Officials at Lawrence Memorial Hospital say the federal government is withholding millions of dollars worth of Medicare reimbursements that are owed to the hospital, and they are looking to Congress for legislation to reform what they say is a flawed auditing system.
“LMH has appealed virtually every account that has been disallowed, and to date we’re winning 96 percent of our appeals,” said Joe Pedley, chief financial officer for the hospital. “We have a lot of money that they’re holding today — about $4.5 million — that is still under appeal.”
At issue, Pedley said, is a relatively new federal policy to scrutinize any Medicare payments for short inpatient hospital stays, defined as any stay lasting less than two nights.
Since about 2010, the Center for Medicare and Medicaid Services, or CMS, the federal agency that oversees those programs, began targeting those short stays for audits. That policy was later formalized in the form of a regulation adopted earlier this year.
Under that policy, if a Medicare patient is admitted to a hospital for a minimum of two midnights, the stay is generally deemed to be “reasonable and necessary” as an inpatient stay.
But if the stay covers less than two midnights, they are deemed suspect and flagged for auditing.
According to CMS, the purpose was to cut down on the practice of holding patients overnight for “observation” when their conditions could be treated less expensively on an outpatient basis.

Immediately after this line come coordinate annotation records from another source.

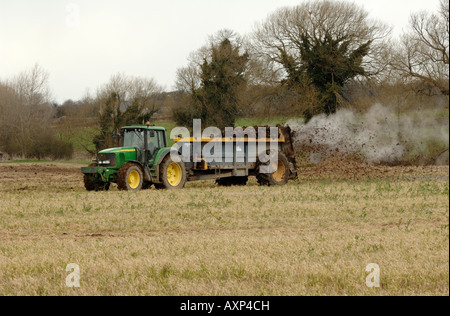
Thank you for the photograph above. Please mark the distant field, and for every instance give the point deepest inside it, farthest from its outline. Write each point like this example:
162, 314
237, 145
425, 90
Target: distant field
314, 236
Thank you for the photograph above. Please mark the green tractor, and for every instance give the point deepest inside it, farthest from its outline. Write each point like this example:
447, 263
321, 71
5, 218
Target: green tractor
142, 160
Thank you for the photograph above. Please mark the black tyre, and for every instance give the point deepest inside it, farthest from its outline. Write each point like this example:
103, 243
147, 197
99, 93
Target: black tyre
172, 174
231, 181
279, 177
91, 184
130, 178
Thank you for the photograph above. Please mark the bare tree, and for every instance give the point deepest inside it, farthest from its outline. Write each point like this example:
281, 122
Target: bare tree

But hospitals complain that the policy has resulted in an onslaught of payment denials, requests for documentation that drive up administrative costs and legal expenses, not to mention a huge backlog of appeals, resulting in higher costs and, potentially, compromising patient care.
“When you think about the operations of a hospital, they operate on a very tight bottom line,” said Cindy Samuelson, spokeswoman for the Kansas Hospital Association. “The money invested in defending the work being done is now no longer available to provide patient care.”
Targeting waste, fraud and abuse
For many years, CMS has used private firms known as Recovery Audit Contractors, or RACs, to go after what is commonly thought to be “waste, fraud and abuse” in the taxpayer-funded health insurance plans.
RACs sift through the records of claims that were paid using a variety of methods to identify those that may have been billed improperly or should never have been paid at all. When they find suspect payments, they “recover” the money by withholding an equal amount from future payments to that hospital, doctor, clinic or other health care provider.
According to a study CMS released in August, RACs recovered $1.3 billion of improper payments nationwide in fiscal years 2010 and 2011. The contractors are paid a percentage of what they recover.
But Pedley said that number only reflects the gross amount that RACs identified as improper payments. It doesn’t reflect how much is eventually paid back to providers who successfully appeal their audit findings.
Nationally, according to the American Hospital Association, about 42 percent of all RAC audits result in denied claims. About half of those are appealed, and of those, 72 percent end up being fully overturned on appeal.
Meanwhile, LMH and other hospitals say the process is putting a squeeze on their finances.
“We are very confident that we’ll continue to win those appeals,” Pedley said. “And there’s been a lot of money just administratively complying with these requests and following these through the auditing process.”
Congressional action pending
Both the state and national hospital associations have been prodding Congress in recent months to rein in the auditing process and hold the auditors themselves more accountable. And U.S. Rep. Lynn Jenkins of Kansas is among those who is giving them support.
A bill introduced in the U.S. House last year that would, among other things, impose limits on the number of documents that RACs could demand from providers and impose penalties when their audits are overturned on appeal.
Jenkins, a Republican whose district includes Lawrence, serves on a House Ways and Means subcommittee that held hearings on the bill May 20. During questioning of CMS Director Sean Cavanaugh, Jenkins cited the concerns of LMH as an example of why some people think the auditing process should be reformed.
“This is just one of countless hospitals in Kansas that is experiencing the immediate and ancillary effects of the current, flawed system,” Jenkins said. “As we continue to discuss a way forward on this topic, please take this problem into account.”
Samuelson, of the Kansas Hospital Association, said passage of the bill is a high priority for hospitals statewide.
“It has really become a financial and administrative drain on hospitals,” she said. “The whole Kansas delegation has been very supportive of the changes we’re hoping will happen to one degree or another.”